Mi familia se fue a dormir la siesta y yo me quedé sentado en una reposera esperando. No hice nada, absolutamente nada en dos o tres horas. No sé cómo pero me dormí, sentado. Algo de razón tenía mi viejo, tenía resaca, había dormido poco. De repente siento como si tuviera un bicho, o un mosquito en la cara. Cuando uno está dormido tiene actos reflejos, como sacarse de encima lo que le pica sin abrir los ojos. Pero seguía sintiendo el bicho. Cuando abrí los ojos la vi. Era ella, que me soplaba, que me despertaba dulcemente, sonriendo. Era demasiado. Tenía puesto un shortcito y una musculosa verde. Esa imagen es la postal inoxidable de mi vida. 

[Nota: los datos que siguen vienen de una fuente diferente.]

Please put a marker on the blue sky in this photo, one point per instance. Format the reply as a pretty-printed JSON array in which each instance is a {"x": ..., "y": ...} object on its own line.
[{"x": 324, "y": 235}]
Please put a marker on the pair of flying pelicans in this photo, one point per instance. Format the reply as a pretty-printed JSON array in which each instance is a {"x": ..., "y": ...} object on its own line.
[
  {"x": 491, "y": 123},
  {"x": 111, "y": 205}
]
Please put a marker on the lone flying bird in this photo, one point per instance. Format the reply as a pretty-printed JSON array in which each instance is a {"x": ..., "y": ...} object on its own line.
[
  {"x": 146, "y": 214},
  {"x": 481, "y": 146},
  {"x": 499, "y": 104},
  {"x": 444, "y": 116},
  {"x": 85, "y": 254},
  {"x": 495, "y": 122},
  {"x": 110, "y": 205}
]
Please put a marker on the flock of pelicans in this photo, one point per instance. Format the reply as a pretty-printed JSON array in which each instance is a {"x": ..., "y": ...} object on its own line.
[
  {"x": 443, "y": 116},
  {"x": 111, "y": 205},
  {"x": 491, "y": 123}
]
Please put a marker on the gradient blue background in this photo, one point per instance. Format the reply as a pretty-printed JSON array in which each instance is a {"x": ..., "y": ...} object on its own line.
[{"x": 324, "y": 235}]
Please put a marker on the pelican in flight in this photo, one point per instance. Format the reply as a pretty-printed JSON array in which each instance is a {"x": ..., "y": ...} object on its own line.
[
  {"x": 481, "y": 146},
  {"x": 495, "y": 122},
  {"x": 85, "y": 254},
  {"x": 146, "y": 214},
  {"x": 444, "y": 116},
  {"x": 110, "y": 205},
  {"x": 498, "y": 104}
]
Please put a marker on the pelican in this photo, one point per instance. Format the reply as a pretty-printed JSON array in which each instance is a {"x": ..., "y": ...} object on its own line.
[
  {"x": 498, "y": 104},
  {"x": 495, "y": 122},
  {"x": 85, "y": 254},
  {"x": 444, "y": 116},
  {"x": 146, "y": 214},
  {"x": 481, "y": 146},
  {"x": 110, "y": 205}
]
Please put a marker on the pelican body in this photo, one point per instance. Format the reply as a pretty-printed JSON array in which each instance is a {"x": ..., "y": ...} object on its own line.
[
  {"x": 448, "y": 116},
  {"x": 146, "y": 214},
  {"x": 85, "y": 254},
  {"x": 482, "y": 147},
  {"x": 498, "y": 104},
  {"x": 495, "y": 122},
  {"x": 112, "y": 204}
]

Fuimos el uno para el otro durante una semana. Ibamos juntos al río, al centro, a jugar a los videojuegos, a tomar helado, a caminar. Ella tenía 15, era de barrio General Paz e iba al colegio en la zona. Yo pensé una y mil veces en decirle algo, cualquier cosa: que me gustaba, que era la chica más linda del mundo, que la amaba, que si quería ser mi novia. Pensé todo y nada dije. Sabía que ella se volvería para su casa el domingo siguiente, y los días se pasaban entre una inédita felicidad y una angustia ya común en vida; no quería que se terminara esa semana nunca. 

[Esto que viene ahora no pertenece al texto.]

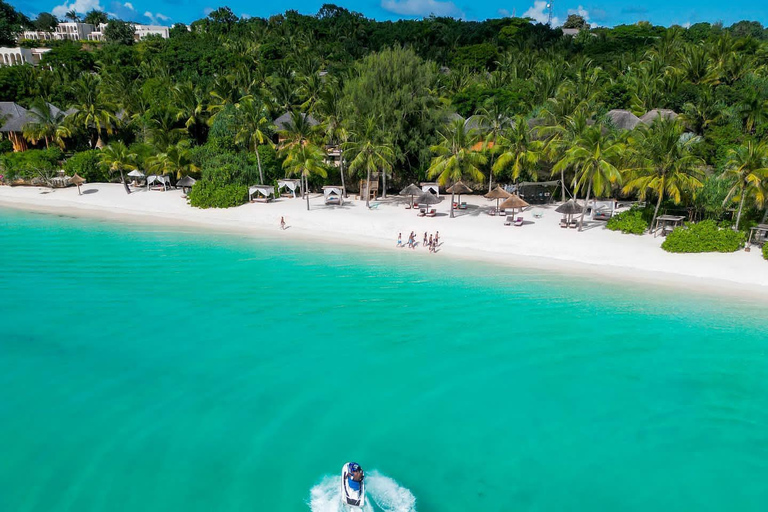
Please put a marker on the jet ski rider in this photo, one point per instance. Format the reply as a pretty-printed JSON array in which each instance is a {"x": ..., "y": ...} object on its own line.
[{"x": 355, "y": 476}]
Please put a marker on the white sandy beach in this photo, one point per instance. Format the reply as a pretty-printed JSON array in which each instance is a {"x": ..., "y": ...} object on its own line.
[{"x": 540, "y": 243}]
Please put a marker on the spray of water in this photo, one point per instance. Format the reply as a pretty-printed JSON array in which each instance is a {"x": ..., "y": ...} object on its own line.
[{"x": 384, "y": 495}]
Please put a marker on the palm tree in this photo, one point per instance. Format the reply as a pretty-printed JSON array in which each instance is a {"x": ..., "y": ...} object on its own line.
[
  {"x": 492, "y": 122},
  {"x": 303, "y": 156},
  {"x": 593, "y": 156},
  {"x": 749, "y": 166},
  {"x": 368, "y": 153},
  {"x": 175, "y": 160},
  {"x": 48, "y": 123},
  {"x": 519, "y": 150},
  {"x": 92, "y": 112},
  {"x": 455, "y": 157},
  {"x": 117, "y": 157},
  {"x": 254, "y": 128},
  {"x": 665, "y": 163}
]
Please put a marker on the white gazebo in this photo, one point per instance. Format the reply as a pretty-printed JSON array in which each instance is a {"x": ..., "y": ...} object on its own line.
[
  {"x": 155, "y": 180},
  {"x": 261, "y": 193},
  {"x": 431, "y": 187},
  {"x": 291, "y": 185},
  {"x": 333, "y": 195}
]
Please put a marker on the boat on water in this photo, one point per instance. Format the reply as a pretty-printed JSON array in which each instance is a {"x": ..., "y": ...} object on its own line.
[{"x": 353, "y": 485}]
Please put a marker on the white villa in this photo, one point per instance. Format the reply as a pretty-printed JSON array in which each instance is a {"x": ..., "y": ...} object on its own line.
[
  {"x": 87, "y": 32},
  {"x": 19, "y": 56}
]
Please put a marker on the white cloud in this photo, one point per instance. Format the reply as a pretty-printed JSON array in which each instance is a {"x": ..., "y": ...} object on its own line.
[
  {"x": 540, "y": 12},
  {"x": 581, "y": 12},
  {"x": 81, "y": 6},
  {"x": 422, "y": 8}
]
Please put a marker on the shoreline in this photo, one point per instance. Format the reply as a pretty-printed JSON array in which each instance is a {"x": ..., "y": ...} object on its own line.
[{"x": 464, "y": 239}]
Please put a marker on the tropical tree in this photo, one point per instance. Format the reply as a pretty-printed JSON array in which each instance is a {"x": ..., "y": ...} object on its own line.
[
  {"x": 91, "y": 110},
  {"x": 664, "y": 162},
  {"x": 748, "y": 165},
  {"x": 47, "y": 123},
  {"x": 367, "y": 152},
  {"x": 118, "y": 158},
  {"x": 303, "y": 157},
  {"x": 254, "y": 128},
  {"x": 519, "y": 150},
  {"x": 455, "y": 157},
  {"x": 174, "y": 160},
  {"x": 593, "y": 156}
]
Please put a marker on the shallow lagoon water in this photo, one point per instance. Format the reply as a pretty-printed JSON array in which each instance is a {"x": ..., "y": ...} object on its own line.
[{"x": 152, "y": 369}]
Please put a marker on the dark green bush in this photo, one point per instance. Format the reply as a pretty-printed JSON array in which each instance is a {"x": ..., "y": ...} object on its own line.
[
  {"x": 88, "y": 165},
  {"x": 632, "y": 221},
  {"x": 206, "y": 194},
  {"x": 704, "y": 236}
]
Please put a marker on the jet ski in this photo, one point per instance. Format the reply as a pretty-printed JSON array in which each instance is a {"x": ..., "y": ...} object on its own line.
[{"x": 352, "y": 492}]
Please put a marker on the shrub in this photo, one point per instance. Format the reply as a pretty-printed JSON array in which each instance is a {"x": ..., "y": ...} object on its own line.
[
  {"x": 88, "y": 165},
  {"x": 705, "y": 236},
  {"x": 632, "y": 221},
  {"x": 206, "y": 194}
]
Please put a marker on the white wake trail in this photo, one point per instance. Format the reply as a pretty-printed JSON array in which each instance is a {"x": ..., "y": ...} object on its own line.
[{"x": 384, "y": 495}]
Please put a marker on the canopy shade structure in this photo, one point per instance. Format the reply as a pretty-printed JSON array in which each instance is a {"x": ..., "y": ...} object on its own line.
[
  {"x": 261, "y": 193},
  {"x": 459, "y": 188},
  {"x": 334, "y": 195},
  {"x": 514, "y": 202},
  {"x": 427, "y": 198},
  {"x": 411, "y": 190},
  {"x": 431, "y": 186},
  {"x": 186, "y": 182},
  {"x": 165, "y": 181},
  {"x": 291, "y": 185},
  {"x": 570, "y": 207}
]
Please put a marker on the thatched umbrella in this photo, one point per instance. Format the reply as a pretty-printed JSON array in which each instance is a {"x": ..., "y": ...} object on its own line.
[
  {"x": 498, "y": 194},
  {"x": 458, "y": 188},
  {"x": 569, "y": 208},
  {"x": 514, "y": 202},
  {"x": 77, "y": 181},
  {"x": 411, "y": 190}
]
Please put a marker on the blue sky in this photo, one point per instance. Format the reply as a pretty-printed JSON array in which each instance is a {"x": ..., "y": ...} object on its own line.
[{"x": 599, "y": 12}]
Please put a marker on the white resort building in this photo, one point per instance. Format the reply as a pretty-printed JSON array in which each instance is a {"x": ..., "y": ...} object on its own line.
[
  {"x": 19, "y": 56},
  {"x": 87, "y": 32}
]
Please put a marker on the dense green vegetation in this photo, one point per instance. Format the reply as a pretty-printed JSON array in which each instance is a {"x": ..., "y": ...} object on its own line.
[
  {"x": 632, "y": 221},
  {"x": 395, "y": 97},
  {"x": 705, "y": 236}
]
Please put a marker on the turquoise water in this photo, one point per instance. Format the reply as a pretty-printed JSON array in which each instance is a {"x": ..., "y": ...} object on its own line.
[{"x": 147, "y": 369}]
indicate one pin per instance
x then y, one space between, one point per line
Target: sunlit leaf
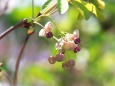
83 10
101 4
47 5
92 8
63 6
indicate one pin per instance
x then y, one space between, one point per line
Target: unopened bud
49 34
60 57
52 60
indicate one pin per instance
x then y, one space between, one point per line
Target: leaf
101 4
63 6
83 9
92 8
47 5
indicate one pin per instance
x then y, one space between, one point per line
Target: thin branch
33 9
18 61
13 28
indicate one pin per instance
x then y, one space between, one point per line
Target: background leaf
63 6
47 5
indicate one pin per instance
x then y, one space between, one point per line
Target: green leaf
47 5
92 8
63 6
85 11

Llegó el sábado. Habíamos quedado en ir al centro a la noche a pasear. A esta altura ya eran varios los que se habían sumado a nuestra amistad. Dos hermanos de Buenos Aires, uno de 17 y otro de 13. Una chica de 12 y un imbécil de mi edad que era de ahí, de Santa Rosa. El porteño la tenía re contra clara y siempre intentaba hacer cosas con ella. Claro, él era más grande, tenía guita, le robaba el auto al padre, era un combo difícil de igualar. Y era un clásico: alguien siempre se quedaba con la chica que me gustaba. 

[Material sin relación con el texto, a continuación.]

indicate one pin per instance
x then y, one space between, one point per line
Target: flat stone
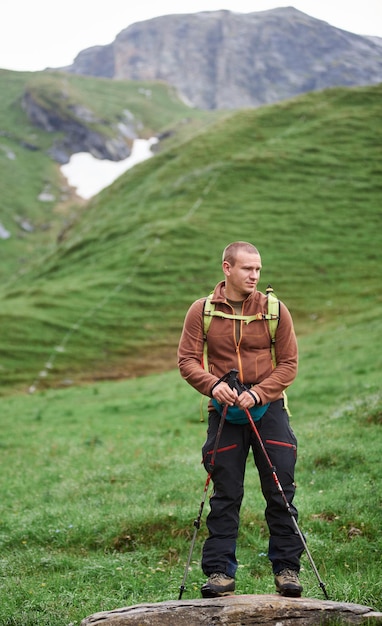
240 610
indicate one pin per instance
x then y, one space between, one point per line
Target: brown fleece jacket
251 356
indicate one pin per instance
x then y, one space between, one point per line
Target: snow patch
89 175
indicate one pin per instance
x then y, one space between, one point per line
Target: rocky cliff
221 59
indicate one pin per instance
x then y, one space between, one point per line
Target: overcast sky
35 34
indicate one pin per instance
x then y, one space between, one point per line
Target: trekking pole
281 491
198 519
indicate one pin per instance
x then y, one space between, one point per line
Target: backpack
272 316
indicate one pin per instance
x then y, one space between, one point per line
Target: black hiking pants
285 546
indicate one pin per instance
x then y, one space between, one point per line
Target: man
236 344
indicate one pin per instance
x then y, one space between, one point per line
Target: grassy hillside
26 170
102 482
301 179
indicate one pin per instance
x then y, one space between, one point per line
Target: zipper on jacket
225 449
283 444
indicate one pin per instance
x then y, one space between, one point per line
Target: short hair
230 251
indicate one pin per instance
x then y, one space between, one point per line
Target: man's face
243 276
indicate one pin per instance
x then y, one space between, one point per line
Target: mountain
227 60
301 179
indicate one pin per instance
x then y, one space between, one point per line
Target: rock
77 124
228 60
241 610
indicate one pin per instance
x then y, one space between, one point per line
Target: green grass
300 179
26 169
101 484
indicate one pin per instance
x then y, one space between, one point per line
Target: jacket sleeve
190 351
270 388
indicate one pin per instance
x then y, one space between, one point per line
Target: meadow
101 484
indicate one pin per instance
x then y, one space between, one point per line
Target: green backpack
272 316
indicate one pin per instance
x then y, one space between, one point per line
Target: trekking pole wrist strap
253 396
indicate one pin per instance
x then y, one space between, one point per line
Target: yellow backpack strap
208 312
273 319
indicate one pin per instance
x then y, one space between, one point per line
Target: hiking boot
287 583
218 585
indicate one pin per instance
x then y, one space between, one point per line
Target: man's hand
223 393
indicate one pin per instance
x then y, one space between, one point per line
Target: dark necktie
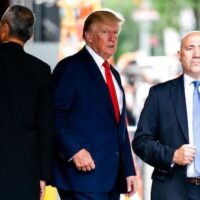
112 91
196 124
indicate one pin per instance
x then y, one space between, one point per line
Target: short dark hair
101 16
21 22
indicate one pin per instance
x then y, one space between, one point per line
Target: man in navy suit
165 136
93 159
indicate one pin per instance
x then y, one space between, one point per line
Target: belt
195 181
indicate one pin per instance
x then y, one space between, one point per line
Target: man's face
189 54
103 38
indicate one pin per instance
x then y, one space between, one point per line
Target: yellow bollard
50 193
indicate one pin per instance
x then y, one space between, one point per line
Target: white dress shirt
99 61
189 89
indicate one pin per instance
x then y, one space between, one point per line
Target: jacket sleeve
64 97
146 143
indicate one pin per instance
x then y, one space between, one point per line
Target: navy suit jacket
85 119
162 128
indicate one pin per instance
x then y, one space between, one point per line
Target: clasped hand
83 161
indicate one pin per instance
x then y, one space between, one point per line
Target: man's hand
42 189
184 155
131 185
83 161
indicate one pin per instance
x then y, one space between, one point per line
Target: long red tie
112 91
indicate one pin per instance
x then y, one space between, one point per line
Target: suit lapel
96 75
178 98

Esa noche salimos a la matiné de un boliche de Santa Rosa. Me tomé dos tragos y ya estaba haciendo el ridículo. El porteño la sacaba a bailar y bailaba marcha y se movía. Yo ya estaba resignado, apoyado contra la pared, esperando que pasara un poco el tiempo para volverme al camping y dar por concluida una historia más, una de las tantas que siempre terminaban igual. 

Pero algo pasó. No sé si el porteño se desubicó o qué pero en un momento la vi a ella que venía hacia mí. Estaba incómoda, apurada. “Vamos”, me dijo. “¿A dónde?”, pregunté. “No sé, pero salgamos. Esto es un bodrio”, dijo y salimos. Caminamos hasta el camping, balanceándonos en el andar, chocando nuestros brazos, hombro con hombro, rozándonos las manos. 

- ¿Tenés novia, Daniel? –me preguntó. 

Con un cagazo de novela respondí que no. Me preguntó si me gustaba alguna chica. Respondí que sí. Me preguntó si alguna vez había estado con alguna chica y mentí diciendo que sí. Y en la entrada al camping, debajo de un farolito lleno de insectos, ella agarró mis manos, se elevó un poquito en puntas pie y acercó sus labios a los míos. Era la primera vez que besaba a alguien. Nos besamos, nos besamos mucho. Yo ni siquiera sabía si sabía besar, era un queso. No quería desprenderme de esos labios, no quería que ella alzara la mirada y que se diera cuenta que estaba conmigo y que se quisiera ir corriendo de vergüenza. Nada de eso pasó. Porque ella me miró, sonrió, me dijo que era también la primera vez que besaba a un chico, aunque no le creí porque nunca sentí una lengua tan perfecta como la suya. 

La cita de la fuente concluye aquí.